ニュートリノ(→「レプトン」)は相互作用の仕方に応じて、電子、ミュー、タウ(νe,νμ,ντ)の3種類あるが、質量による分類と1対1には対応しない。例えば、質量一定の状態では電子とミューのニュートリノ(νe,νμ)が混在し、逆に電子ニュートリノ(νe)は異なる質量状態の混合である。このため、伝播中に組成が変化するニュートリノ振動が起こる。質量差が小さければ、振動の起こる距離は長くなる。宇宙線大気ニュートリノについては地球の直径が基線となり、太陽ニュートリノでは太陽~地球間距離が基線となる。茨城県東海村に完成した加速器J-PARCから撃ち出したニュートリノを、約295km離れたスーパーカミオカンデで検出する実験が行われている。
また、2012年には、中国の香港近くの原子力発電所を用いた実験によって、第一世代の電子ニュートリノ(νe)と第三世代のニュートリノ(ντ)との間の振動が初めて観測された。こうした実験は日本、中国のほかに、アメリカではシカゴのフェルミ研究所~ミネソタの実験施設MINOS(ミノス)間、ヨーロッパではスイスのCERN(セルン)~イタリアのグランサッソ国立研究所間でも行われている。

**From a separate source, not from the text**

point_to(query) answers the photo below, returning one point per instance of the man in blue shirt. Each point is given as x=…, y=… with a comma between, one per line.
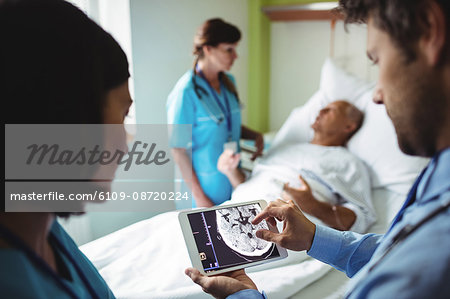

今後の課題はニュートリノ振動のCP対称性の破れ(CP破れ)を測定することであり、レプトンの正粒子と反粒子で振動に違いがあるかどうかを検証する実験となる。このCP破れが存在すれば宇宙バリオン数生成についてのレプトジェネシス説が有力になる。これは、このようなレプトン世界でのCP破れに起因して、正粒子と反粒子の数に非対称が生じ、この宇宙レプトン数生成が宇宙バリオン数に転化するという説である。